SHS rising junior Mia Mangialardi discusses her internship
Students in the College of Applied Health Sciences have the opportunity to do their internships in a variety of fields. Today, we speak with Mia Mangialardi, who is a rising junior in the Department of Speech and Hearing Science, about her internship.
Q: What was your experience with The Autism Program?
A: The Autism Program is a resource for individuals with autism and their families to gain support through networks of people. I worked in the resource room twice a week and also took a zoom class once a week that trained me to become a Registered Behavior Technician. At the resource room I would assist teachers, social workers and parents with any questions they had and directed them to specific books, pamphlets and hand outs. I also created devices for students on the spectrum to use such as Picture Exchange Communication Systems, personalized schedules and social stories.
Q: How did you apply for the internship?
A: After receiving an email from my advisor about a potential internship opportunity, I filled out an application that included my resume and letters of recommendation and emailed it to The Autism Program.
Q: What did you learn from the internship?
A: Through the years I have done a lot of hands on work with students with special needs. This internship really allowed me to work behind the scenes and see how the resources that aid communication are made and the purpose behind them.
Q: What was your biggest takeaway from the experience?
A: My biggest take away from this experience is that there is so much to learn from people who have Autism and their support systems.
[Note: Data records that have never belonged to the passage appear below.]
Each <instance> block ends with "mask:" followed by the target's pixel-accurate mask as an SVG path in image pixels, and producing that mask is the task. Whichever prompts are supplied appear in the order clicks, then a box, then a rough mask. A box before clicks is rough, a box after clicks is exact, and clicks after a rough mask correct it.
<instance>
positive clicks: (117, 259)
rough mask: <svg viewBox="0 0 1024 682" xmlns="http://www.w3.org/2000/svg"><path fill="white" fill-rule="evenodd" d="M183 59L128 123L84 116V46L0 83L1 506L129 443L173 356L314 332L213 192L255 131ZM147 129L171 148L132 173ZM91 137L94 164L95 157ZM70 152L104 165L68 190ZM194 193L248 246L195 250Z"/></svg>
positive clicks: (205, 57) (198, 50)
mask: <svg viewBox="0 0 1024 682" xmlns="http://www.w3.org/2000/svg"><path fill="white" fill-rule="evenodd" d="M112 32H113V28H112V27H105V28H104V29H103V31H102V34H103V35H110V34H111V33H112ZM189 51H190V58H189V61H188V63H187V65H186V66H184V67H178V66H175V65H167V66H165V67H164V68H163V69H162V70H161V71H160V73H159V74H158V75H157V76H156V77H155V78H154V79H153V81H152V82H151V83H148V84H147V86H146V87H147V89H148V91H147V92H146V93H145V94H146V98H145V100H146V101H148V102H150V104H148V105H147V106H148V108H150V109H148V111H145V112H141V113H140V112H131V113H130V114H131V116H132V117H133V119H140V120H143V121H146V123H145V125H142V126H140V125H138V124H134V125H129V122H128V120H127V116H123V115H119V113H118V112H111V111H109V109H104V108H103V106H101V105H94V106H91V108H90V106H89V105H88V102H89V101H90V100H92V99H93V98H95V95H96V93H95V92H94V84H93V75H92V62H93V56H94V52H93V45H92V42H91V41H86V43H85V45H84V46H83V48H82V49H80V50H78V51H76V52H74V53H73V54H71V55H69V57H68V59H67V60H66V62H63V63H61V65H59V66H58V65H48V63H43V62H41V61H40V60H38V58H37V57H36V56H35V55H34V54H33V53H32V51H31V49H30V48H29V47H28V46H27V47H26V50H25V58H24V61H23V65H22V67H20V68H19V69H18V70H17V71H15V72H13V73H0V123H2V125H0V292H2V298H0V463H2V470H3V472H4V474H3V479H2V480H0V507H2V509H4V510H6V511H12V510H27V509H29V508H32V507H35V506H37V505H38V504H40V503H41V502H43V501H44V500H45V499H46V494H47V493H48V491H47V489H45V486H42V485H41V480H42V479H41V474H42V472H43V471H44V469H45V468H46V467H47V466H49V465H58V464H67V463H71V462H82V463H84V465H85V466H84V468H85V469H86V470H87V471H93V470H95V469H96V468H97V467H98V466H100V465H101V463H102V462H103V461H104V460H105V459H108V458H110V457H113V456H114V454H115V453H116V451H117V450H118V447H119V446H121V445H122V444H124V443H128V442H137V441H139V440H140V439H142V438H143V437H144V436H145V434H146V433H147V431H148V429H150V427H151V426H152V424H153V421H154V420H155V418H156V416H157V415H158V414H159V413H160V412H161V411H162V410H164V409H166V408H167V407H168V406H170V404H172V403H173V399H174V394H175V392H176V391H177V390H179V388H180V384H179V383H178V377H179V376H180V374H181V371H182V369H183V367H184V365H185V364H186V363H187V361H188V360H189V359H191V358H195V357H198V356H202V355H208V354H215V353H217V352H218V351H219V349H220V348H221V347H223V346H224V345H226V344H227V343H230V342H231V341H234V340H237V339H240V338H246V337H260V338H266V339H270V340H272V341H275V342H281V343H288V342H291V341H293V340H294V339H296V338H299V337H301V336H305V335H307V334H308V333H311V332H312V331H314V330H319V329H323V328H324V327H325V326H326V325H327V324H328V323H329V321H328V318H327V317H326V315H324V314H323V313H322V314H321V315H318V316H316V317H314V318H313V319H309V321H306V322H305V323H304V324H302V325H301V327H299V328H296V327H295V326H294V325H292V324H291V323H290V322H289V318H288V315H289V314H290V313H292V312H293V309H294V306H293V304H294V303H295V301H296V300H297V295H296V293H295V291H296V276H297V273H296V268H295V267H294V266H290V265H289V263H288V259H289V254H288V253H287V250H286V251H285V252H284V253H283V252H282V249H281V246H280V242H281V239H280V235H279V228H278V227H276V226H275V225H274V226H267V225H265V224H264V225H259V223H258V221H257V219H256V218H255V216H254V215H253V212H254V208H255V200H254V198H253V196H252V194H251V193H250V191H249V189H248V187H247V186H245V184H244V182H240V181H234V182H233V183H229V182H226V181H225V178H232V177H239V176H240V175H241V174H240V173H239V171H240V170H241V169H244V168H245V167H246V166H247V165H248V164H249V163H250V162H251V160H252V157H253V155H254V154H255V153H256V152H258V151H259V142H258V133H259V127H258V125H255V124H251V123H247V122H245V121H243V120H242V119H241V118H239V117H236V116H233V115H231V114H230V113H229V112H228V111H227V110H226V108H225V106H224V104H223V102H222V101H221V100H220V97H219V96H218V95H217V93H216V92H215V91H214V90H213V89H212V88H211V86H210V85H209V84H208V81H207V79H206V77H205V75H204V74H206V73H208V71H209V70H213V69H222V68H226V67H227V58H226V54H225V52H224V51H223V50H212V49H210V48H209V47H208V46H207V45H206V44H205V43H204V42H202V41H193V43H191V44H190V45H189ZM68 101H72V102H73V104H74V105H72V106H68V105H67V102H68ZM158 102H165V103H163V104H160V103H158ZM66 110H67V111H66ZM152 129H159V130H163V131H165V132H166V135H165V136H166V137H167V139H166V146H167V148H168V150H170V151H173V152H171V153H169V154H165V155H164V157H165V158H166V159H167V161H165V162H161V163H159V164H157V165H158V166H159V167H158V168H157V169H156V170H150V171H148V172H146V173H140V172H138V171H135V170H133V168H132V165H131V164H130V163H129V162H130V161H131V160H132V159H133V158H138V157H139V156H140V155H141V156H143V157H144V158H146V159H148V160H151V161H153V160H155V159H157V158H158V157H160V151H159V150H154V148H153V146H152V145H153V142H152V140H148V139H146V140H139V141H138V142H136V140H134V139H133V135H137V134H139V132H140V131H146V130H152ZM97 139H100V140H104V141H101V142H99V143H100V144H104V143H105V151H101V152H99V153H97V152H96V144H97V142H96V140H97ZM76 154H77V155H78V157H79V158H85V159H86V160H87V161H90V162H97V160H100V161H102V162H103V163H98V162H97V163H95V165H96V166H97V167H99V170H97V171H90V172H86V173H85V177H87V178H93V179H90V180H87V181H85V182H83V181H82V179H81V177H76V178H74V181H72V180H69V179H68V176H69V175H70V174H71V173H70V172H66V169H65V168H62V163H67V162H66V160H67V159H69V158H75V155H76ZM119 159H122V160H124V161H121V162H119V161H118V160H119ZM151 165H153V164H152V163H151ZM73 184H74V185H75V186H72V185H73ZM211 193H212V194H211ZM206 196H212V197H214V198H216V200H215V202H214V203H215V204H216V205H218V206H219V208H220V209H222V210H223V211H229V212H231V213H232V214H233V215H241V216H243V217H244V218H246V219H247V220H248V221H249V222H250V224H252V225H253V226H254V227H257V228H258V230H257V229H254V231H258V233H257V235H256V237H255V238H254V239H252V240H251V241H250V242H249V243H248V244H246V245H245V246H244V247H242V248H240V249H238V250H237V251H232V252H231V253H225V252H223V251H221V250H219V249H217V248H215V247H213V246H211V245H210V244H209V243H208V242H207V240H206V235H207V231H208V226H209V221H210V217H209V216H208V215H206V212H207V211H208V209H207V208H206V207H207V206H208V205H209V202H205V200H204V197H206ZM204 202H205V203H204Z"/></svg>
I had the amazing opportunity to get to know my supervisors, fellow interns, and different visitors that came in and each and every one of them gave me valuable information that I will be able to use in my career path.
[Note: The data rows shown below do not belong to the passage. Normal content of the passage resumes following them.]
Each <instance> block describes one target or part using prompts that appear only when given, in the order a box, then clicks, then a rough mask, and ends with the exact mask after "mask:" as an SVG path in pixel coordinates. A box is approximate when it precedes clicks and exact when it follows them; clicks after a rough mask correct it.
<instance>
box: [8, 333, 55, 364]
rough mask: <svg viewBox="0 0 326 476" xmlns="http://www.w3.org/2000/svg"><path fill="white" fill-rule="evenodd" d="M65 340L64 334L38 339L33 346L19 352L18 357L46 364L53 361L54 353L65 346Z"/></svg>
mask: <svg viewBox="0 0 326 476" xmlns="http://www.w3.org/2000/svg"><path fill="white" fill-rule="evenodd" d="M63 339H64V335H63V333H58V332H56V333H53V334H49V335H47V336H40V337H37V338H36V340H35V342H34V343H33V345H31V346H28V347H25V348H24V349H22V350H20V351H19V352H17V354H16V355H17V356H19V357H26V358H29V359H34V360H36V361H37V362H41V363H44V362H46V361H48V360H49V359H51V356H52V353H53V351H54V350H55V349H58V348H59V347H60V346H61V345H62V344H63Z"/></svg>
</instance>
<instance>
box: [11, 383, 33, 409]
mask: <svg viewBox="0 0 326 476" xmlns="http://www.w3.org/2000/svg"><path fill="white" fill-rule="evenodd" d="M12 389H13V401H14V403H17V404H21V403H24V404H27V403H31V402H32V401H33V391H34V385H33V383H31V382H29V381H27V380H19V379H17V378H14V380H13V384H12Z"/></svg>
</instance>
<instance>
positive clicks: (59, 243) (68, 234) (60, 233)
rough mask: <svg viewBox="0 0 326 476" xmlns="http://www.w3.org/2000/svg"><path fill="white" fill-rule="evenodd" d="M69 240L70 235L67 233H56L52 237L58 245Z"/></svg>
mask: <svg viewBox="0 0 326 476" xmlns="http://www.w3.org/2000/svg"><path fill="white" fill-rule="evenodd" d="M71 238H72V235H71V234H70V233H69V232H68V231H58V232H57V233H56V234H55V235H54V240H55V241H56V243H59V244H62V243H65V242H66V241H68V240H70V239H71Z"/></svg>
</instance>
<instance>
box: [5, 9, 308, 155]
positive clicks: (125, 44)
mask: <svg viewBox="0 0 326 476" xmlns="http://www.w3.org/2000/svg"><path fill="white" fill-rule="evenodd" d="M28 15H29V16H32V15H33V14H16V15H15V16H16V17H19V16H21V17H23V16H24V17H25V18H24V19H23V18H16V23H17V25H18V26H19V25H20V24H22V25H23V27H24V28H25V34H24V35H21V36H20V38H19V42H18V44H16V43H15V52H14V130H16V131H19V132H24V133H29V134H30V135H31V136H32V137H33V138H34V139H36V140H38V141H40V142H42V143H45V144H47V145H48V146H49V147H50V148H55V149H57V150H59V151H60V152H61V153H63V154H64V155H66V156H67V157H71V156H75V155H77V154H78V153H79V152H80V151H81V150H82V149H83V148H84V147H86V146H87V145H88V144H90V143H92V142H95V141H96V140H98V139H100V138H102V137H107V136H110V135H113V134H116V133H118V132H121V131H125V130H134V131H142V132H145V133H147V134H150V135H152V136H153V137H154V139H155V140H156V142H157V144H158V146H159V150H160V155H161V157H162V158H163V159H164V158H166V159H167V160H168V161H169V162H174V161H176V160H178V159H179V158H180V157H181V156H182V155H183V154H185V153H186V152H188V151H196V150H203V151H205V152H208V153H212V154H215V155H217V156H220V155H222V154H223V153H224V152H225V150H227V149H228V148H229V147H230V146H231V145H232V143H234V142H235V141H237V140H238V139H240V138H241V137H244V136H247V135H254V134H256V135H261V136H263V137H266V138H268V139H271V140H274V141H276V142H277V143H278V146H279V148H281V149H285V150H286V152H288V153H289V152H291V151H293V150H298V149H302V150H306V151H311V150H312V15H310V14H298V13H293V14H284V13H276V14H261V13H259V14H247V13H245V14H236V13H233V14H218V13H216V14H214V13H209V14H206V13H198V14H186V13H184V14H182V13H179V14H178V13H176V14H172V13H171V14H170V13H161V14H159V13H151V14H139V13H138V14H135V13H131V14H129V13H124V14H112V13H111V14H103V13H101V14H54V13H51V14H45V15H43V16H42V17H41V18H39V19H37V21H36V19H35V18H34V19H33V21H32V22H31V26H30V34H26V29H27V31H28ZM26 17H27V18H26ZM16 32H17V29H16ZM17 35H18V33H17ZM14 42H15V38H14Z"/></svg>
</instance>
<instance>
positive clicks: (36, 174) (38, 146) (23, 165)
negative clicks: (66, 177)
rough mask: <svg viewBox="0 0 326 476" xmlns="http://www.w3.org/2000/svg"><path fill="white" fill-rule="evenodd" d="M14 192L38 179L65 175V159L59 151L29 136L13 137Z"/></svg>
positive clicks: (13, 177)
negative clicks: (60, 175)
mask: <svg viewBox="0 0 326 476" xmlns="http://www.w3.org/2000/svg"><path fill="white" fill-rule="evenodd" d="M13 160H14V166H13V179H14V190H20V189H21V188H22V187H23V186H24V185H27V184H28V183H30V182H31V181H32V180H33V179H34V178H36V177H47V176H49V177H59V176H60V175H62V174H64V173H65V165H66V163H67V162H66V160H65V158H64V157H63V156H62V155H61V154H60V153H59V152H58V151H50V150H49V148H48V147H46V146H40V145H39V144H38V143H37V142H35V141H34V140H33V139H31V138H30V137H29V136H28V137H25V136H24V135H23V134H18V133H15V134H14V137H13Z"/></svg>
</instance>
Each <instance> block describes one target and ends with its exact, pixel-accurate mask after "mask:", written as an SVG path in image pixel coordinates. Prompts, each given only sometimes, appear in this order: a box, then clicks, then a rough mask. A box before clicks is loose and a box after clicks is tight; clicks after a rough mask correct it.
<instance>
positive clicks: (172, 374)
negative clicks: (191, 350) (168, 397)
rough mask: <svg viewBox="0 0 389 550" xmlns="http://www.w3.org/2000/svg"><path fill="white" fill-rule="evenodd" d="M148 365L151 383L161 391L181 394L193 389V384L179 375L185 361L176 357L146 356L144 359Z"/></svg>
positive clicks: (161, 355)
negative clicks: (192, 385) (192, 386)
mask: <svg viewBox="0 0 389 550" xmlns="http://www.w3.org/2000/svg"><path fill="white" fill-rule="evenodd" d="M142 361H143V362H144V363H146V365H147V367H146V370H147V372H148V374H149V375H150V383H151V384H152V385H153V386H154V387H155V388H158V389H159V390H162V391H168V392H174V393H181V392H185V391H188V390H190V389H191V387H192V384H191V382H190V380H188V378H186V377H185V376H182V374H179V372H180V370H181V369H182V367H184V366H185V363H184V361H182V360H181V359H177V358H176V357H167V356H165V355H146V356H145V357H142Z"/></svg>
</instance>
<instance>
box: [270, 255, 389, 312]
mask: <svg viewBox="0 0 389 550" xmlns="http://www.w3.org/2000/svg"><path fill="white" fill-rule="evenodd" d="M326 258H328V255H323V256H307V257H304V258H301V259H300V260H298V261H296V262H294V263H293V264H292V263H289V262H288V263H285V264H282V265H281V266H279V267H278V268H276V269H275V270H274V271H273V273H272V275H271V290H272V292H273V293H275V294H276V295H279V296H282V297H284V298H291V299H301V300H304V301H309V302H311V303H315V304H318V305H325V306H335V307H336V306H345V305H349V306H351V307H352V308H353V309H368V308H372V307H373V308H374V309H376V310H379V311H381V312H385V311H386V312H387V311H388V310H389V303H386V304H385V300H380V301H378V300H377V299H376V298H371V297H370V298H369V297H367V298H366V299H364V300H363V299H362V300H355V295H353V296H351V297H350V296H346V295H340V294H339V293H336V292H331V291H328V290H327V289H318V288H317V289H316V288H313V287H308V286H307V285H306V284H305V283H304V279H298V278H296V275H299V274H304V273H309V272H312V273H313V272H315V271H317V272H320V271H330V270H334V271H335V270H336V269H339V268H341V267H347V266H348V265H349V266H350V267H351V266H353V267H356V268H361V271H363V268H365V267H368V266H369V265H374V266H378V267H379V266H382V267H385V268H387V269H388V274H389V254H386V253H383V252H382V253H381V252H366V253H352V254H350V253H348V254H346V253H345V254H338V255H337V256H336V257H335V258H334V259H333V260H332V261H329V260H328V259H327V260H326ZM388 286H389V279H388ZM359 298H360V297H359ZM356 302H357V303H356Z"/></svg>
Q: Is this internship closely related to the field you are hoping to work in?
A: My major is Speech and Hearing Sciences with a concentration in Speech Language Pathology. I have always wanted to work with individuals on the spectrum and this internship definitely taught me so much more about how to help and work with these individuals.
Q: Would you like to share any other information that might be helpful for future SHS students?
A: I suggest to try and get as much experience in different fields as possible! Just because a research, job or internship opportunity isn’t exactly what you will be doing in the future does not mean that it will not be beneficial in a multitude of ways.